Re: Ivory (per term indexing) with Hadoop

Posted by Leonardo Gamas <le...@jusbrasil.com.br>.
Luiz,

You could create a class that implements the Writable interface and holds
Doc-ID and TF, let's say DocTF. Then you emit it with context.write(term,
DocTF) in your Mapper class.
Another option is to use a generic Pair<A,B>, that implements Writable, to
hold your data.

P.S.: It's not mandatory to implement Writable. You could use another
serialization framework, but Writable will work without any additional
configuration.

2012/1/25 Luiz Antonio Falaguasta Barbosa <la...@gmail.com>

> People,
>
> Only for explain it better, this is figure 4:
>
> [image: image.png]
>
> It seems to be difficult to implement lines 9 to 11 of map method.
>
> Does anybody how to do this? I'd tried to find it in Ivory (
> http://lintool.github.com/Ivory/) and Cloud9 (https://github.com/lintool/*
> *Cloud9 <https://github.com/lintool/Cloud9>) but I didn't get.
>
> Regards,
>
> Luiz
>
>
> 2012/1/25 Luiz Antonio Falaguasta Barbosa <la...@gmail.com>
>
>> Hi people,
>>
>> Please, does somebody know where could I find an implementation of per
>> term inverted indexing (Ivory), like that showed in figure 4 of paper
>> http://www.dcs.gla.ac.uk/~richardm/papers/IPM_MapReduce.pdf ?
>>
>> I just would like to take some source code like that
>> http://developer.yahoo.com/hadoop/tutorial/module4.html and change it
>> with the per term indexing.
>>
>> Does somebody have it?
>>
>> Thanks in advance!
>>
>> Regards,
>>
>> Luiz
>
>
>
>
> --
> []s,
>
> Luiz
>



-- 

*Leonardo Gamas*
Software Engineer
T +55 (71) 3494-3514
C +55 (75) 8134-7440
leogamas@jusbrasil.com.br
www.jusbrasil.com.br

Re: Ivory (per term indexing) with Hadoop

Posted by Luiz Antonio Falaguasta Barbosa <la...@gmail.com>.
People,

Only for explain it better, this is figure 4:

[image: image.png]

It seems to be difficult to implement lines 9 to 11 of map method.
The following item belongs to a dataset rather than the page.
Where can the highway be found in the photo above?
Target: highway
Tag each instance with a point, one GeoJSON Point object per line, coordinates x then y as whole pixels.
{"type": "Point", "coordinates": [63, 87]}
Does anybody how to do this? I'd tried to find it in Ivory (
http://lintool.github.com/Ivory/) and Cloud9 (https://github.com/lintool/**
Cloud9 <https://github.com/lintool/Cloud9>) but I didn't get.

Regards,

Luiz

2012/1/25 Luiz Antonio Falaguasta Barbosa <la...@gmail.com>

> Hi people,
>
> Please, does somebody know where could I find an implementation of per
> term inverted indexing (Ivory), like that showed in figure 4 of paper
> http://www.dcs.gla.ac.uk/~richardm/papers/IPM_MapReduce.pdf ?
>
> I just would like to take some source code like that
> http://developer.yahoo.com/hadoop/tutorial/module4.html and change it
> with the per term indexing.
>
> Does somebody have it?
>
> Thanks in advance!
>
> Regards,
>
> Luiz




-- 
[]s,

Luiz